Zum Begriff der Parallelgesellschaften

Der Begriff der Parallelgesellschaften wird in der Integrationsdebatte häufig verwendet. Vielfach ist er dem Vorwurf der Beliebigkeit ausgesetzt, existieren im Alltagsleben doch zahlreiche Teilgesellschaften ohne Überschneidungen nebeneinander. Doch gerade im Hinblick auf die Integration von Zuwander/innen und Flüchtlingen dürfen Phänomene der Segregation und der Bildung von desintegrativen Milieus nicht leichtfertig behandelt werden. Es gilt die Frage zu beantworten, wann Parallelgesellschaften ein funktionierendes Zusammenleben in Frieden und Freiheit verhindern oder gar zu Gegengesellschaften werden.
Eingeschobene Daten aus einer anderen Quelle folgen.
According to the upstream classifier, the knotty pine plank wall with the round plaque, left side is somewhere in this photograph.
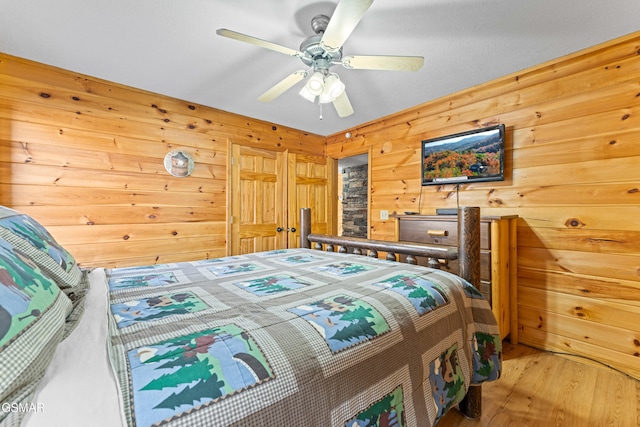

Gerade in Großstädten wie Wien sind in einzelnen Bezirken und Stadtvierteln bereits Tendenzen zu Segregation vorhanden. Patriarchale Strukturen, fehlende Sprachkenntnisse, mangelnde Arbeitsmarktintegration, ethnische bzw. religiöse Abschottung und daraus resultierend die völlige Abkapselung einzelner Bevölkerungsgruppen sind die Folgen solcher fälschlicherweise tolerierten Gegengesellschaften. Gegenentwürfen zu einer solidarischen Gemeinschaft in Österreich gilt es mit
sachlicher und offener Diskussion über Herausforderungen des Zusammenlebens, zielgerichteten Integrationsmaßnahmen sowie klarer Kommunikation von Rechten und Pflichten entgegenzutreten. Das wohlfahrtsstaatliche österreichische Modell ist auf den solidarischen Zusammenhalt aller Bürger ausgerichtet. Nur durch die Anstrengungen des Einzelnen kann dieses Modell auch in Zukunft weiter bestehen. Integration verlangt gemeinsame Sprache, Bildung, den Einstieg in die Erwerbstätigkeit und die Wertschätzung für ein Lebensmodell, das auch auf die Freiheit des Einzelnen ausgerichtet ist. Österreichs Integrationsverständnis zielt auf einen Grundkonsens im gemeinsamen Zusammenleben ab. Das Modell des Nebeneinanders soll nicht die Normalität der Zukunft werden.